With Umbría, passive cooling and sustainability is tangible.
Umbría
In an increasingly hotter world, our default response is active cooling, yet every unit of air conditioning we add generates the emissions that drive further warming, creating a cooling paradox. UMBRÍA confronts this with a shift in design philosophy: from active cooling toward passive adaptation. Rather than fighting heat with more technology, this vehicle concept for the 2030s asks what cars could learn from climates that have managed heat for millennia. It looks into existing forms of adaptation in architecture and relevant materials, translating these proven principles into a vehicle designed to work with the sun rather than against it.
Project information
By the 2030s, Andalucía will spend an increasing share of the year in conditions where a sealed vehicle parked in direct sun becomes physiologically unsafe within minutes. The conventional automotive response, running air conditioning harder against a hotter outside, drives a feedback loop between cooling demand and the emissions that warm the climate further. Umbría proposes a different premise: that a vehicle interior should adapt to extreme heat the way Andalusian architecture has for centuries, by working with shade, ventilation and thermal mass rather than against them.

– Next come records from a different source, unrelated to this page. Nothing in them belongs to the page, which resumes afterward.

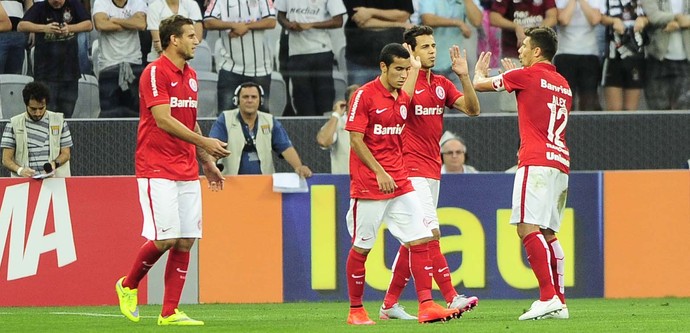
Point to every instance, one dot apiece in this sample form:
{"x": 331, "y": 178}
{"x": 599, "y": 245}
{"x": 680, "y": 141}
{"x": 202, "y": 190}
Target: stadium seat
{"x": 208, "y": 94}
{"x": 203, "y": 58}
{"x": 88, "y": 103}
{"x": 11, "y": 86}
{"x": 95, "y": 53}
{"x": 278, "y": 97}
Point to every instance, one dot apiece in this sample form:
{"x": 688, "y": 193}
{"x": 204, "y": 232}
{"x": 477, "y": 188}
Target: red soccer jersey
{"x": 381, "y": 118}
{"x": 424, "y": 125}
{"x": 544, "y": 99}
{"x": 526, "y": 13}
{"x": 159, "y": 154}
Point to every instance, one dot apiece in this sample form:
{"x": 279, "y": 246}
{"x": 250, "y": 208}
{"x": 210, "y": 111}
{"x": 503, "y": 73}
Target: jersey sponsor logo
{"x": 422, "y": 111}
{"x": 559, "y": 89}
{"x": 440, "y": 93}
{"x": 388, "y": 130}
{"x": 154, "y": 89}
{"x": 552, "y": 156}
{"x": 183, "y": 103}
{"x": 354, "y": 105}
{"x": 497, "y": 83}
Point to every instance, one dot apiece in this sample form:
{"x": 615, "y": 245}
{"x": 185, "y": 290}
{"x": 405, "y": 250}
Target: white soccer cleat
{"x": 563, "y": 314}
{"x": 541, "y": 309}
{"x": 396, "y": 311}
{"x": 463, "y": 303}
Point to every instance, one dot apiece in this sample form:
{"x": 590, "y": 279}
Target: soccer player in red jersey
{"x": 422, "y": 157}
{"x": 168, "y": 142}
{"x": 541, "y": 182}
{"x": 379, "y": 185}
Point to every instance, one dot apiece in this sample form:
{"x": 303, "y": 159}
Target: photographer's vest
{"x": 236, "y": 142}
{"x": 21, "y": 153}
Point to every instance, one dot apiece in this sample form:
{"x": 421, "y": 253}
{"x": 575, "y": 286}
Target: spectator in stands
{"x": 624, "y": 64}
{"x": 56, "y": 57}
{"x": 369, "y": 27}
{"x": 667, "y": 84}
{"x": 119, "y": 23}
{"x": 252, "y": 135}
{"x": 310, "y": 59}
{"x": 244, "y": 56}
{"x": 5, "y": 24}
{"x": 454, "y": 156}
{"x": 577, "y": 58}
{"x": 489, "y": 39}
{"x": 161, "y": 9}
{"x": 38, "y": 141}
{"x": 334, "y": 137}
{"x": 12, "y": 42}
{"x": 513, "y": 18}
{"x": 451, "y": 19}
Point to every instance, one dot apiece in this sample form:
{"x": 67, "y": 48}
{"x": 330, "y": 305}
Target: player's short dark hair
{"x": 172, "y": 26}
{"x": 410, "y": 35}
{"x": 37, "y": 91}
{"x": 544, "y": 38}
{"x": 392, "y": 51}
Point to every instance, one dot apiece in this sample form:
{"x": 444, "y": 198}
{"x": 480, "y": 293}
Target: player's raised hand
{"x": 459, "y": 61}
{"x": 482, "y": 65}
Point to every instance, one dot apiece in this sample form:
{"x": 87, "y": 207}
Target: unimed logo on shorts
{"x": 25, "y": 248}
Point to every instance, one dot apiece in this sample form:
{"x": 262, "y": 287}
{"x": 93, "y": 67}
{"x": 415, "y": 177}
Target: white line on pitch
{"x": 89, "y": 314}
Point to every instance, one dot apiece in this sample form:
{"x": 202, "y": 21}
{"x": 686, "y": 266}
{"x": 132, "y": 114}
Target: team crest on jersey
{"x": 440, "y": 92}
{"x": 403, "y": 111}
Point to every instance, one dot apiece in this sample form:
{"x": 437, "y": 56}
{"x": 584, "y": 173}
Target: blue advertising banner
{"x": 484, "y": 253}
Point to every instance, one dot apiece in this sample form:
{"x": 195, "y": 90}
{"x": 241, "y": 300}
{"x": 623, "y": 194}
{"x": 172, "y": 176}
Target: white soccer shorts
{"x": 171, "y": 209}
{"x": 539, "y": 196}
{"x": 403, "y": 216}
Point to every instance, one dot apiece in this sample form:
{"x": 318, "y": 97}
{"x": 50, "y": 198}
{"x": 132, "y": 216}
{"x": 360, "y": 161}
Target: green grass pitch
{"x": 586, "y": 315}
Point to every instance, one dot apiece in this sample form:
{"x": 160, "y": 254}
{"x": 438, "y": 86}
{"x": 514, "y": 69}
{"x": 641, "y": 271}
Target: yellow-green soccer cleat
{"x": 179, "y": 318}
{"x": 128, "y": 301}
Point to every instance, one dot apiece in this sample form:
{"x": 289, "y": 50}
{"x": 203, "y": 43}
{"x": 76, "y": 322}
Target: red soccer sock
{"x": 441, "y": 271}
{"x": 355, "y": 277}
{"x": 175, "y": 276}
{"x": 401, "y": 275}
{"x": 558, "y": 268}
{"x": 420, "y": 266}
{"x": 538, "y": 256}
{"x": 147, "y": 256}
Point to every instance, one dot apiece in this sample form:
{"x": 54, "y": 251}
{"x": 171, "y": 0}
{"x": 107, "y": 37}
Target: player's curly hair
{"x": 392, "y": 51}
{"x": 410, "y": 35}
{"x": 37, "y": 91}
{"x": 544, "y": 38}
{"x": 172, "y": 26}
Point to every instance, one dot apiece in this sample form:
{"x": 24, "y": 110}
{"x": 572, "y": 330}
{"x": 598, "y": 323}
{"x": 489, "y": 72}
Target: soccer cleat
{"x": 563, "y": 314}
{"x": 396, "y": 311}
{"x": 178, "y": 318}
{"x": 359, "y": 316}
{"x": 128, "y": 301}
{"x": 430, "y": 312}
{"x": 540, "y": 309}
{"x": 463, "y": 303}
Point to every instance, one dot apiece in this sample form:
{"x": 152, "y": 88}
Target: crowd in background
{"x": 619, "y": 49}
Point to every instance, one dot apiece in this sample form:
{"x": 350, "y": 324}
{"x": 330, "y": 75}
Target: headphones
{"x": 236, "y": 98}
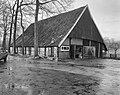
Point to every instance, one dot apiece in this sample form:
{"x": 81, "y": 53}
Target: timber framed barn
{"x": 73, "y": 34}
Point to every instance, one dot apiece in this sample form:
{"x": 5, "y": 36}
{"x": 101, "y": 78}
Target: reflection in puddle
{"x": 18, "y": 88}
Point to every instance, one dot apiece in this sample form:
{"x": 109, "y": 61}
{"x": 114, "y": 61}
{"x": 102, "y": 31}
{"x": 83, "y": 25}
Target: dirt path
{"x": 21, "y": 76}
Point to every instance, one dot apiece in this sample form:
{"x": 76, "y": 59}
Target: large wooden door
{"x": 72, "y": 51}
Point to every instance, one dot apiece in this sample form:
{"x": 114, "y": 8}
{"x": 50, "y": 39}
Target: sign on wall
{"x": 88, "y": 51}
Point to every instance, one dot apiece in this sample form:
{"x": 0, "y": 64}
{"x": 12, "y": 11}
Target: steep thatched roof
{"x": 54, "y": 30}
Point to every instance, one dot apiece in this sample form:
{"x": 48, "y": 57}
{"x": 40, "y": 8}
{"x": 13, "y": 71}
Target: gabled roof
{"x": 54, "y": 30}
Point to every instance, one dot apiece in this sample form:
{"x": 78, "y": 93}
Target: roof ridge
{"x": 61, "y": 13}
{"x": 73, "y": 26}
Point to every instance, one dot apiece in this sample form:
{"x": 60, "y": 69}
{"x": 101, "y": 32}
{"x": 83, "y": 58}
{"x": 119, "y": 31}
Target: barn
{"x": 73, "y": 34}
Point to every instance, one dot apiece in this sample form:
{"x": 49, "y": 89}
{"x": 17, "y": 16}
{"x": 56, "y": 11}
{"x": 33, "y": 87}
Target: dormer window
{"x": 65, "y": 48}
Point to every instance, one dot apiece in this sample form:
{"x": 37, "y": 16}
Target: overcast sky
{"x": 106, "y": 14}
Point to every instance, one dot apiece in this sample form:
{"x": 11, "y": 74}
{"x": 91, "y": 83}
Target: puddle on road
{"x": 3, "y": 66}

The project develops a concept vehicle interior built around passive cooling principles drawn from regional vernacular building. The user case is grounded in a recorded interview with an Andalusian farmer and applied through a representative persona, allowing the design to engage with documented working conditions.
The result is a cabin treated as a small mobile building rather than a sealed metal box: an exoskeletal thermal frame that channels stack-effect ventilation, a retractable solar chimney, a phase-change thermal core that absorbs and releases heat across the day, deployable awnings, and a rear seats configuration that opens into a hammock for the midday halt. The intent is not to replace air conditioning, but to reduce its load to a fraction of current levels, proposing passive thermal architecture as a viable design direction for vehicles operating in the world’s warming climates.
UID26 | Yishun Dai – Grad project presentation
Form exploration and sketches made during ideation.
The front space is characterized by the mycelium composites and cork panels.
The seats are designed with breathability in mind with the mesh cover and mycelium foam cushions with air channels.
The cooling structure reads as one continuous architectural element with the cabin sitting inside.
Extendable roof panels blocks sunlight from hitting the interior.
Passive cooling is possible thanks to the stack effect from the cooling structure and the phase-change material core.
The rear space adapts to what the user needs with three different layouts.
An enclosed, shaded interior built into a vehicle for maximum comfort.
Umbría transforms into a space for a comfortable siesta when the user is in the middle of the countryside.